Wednesday, 31 August 2011

Marrow and Ginger preserve

Here at we're always keen to make the absolute most of the wonderful produce the seasons have to offer. Anyone who follows my Twitter feed will know I feature a #Seasonalingredientoftheweek and this week it's the marrow.

As you can imagine I'm also pretty keen to find a way of preserving the yumminess of these seasonal goodies. So when faced with a marrow I have to admit I needed some outside inspiration, but with quick flick through some preserving books, and a little help from my Tweeps I came across this recipe for marrow and ginger preserve.

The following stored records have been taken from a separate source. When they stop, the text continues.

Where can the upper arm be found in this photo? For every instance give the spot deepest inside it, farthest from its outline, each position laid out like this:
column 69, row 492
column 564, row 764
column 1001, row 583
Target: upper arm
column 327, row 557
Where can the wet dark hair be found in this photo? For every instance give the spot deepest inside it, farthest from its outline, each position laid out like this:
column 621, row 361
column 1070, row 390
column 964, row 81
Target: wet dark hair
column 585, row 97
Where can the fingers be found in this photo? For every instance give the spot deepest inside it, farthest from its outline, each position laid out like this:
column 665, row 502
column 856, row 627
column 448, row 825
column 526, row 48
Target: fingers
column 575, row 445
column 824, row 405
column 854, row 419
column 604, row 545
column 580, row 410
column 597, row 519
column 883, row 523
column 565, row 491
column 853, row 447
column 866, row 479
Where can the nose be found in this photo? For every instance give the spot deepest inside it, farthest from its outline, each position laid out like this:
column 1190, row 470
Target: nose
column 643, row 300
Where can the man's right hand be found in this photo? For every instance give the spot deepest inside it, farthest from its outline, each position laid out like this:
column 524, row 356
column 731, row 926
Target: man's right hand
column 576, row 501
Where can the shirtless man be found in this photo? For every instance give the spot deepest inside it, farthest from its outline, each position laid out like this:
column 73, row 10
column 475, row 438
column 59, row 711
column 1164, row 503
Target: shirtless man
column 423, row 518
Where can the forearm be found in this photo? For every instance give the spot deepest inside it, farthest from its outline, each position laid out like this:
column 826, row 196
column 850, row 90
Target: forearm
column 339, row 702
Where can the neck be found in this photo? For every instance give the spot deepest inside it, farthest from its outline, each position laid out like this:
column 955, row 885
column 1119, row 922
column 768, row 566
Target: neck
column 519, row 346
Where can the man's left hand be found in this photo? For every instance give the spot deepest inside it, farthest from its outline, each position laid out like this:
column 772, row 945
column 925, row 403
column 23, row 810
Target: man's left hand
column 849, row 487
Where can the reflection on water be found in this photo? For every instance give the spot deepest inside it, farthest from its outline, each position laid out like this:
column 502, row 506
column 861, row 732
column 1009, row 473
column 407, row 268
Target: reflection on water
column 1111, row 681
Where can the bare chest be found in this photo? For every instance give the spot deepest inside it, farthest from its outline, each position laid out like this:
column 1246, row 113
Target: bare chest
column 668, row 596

Whilst both the main ingredients are savoury, this is actually a lovely mild and sweet jam, with a stunning autumnal yellow hue (which darkens slightly when kept). It is nice and easy to make as the marrow thickens the mixture quickly ready for popping in a jar quickly - so you don't feel that you need to make huge quantities at a time.

Ingredients: - Makes about 10 1lb jars
  • 6lb diced marrow flesh
  • Juice and grated rind of 4 lemons
  • 12 oz crystal ginger or 1 oz ground ginger - feel free to add ginger to your own taste though
  • 6lb caster sugar

1. Add the flesh to a heavy pan and pour over a little cold water. 
2. Bring to the boil and simmer for about 20 mins until tender. 
3. Drain and thoroughly mash the flesh. Return the flesh to the pan and add the grated rind and lemon juice. Add your ginger. 
4. Bring to the boil and then remove the pan from the heat. 
5. Add the sugar , stirring till disolved and then boil again till the jam is thick, about 20 mins. 
6. Pot in steralised jars and seal as normal.

For such a hearty preserve I think these would suit a chunky, rustic style jar such as our Excellsens jars.
Happy preserving


1 comment:

  1. I have marrows, I have ginger and now I have a great recipe! THANKS and I am a new follower for your lovely blog too!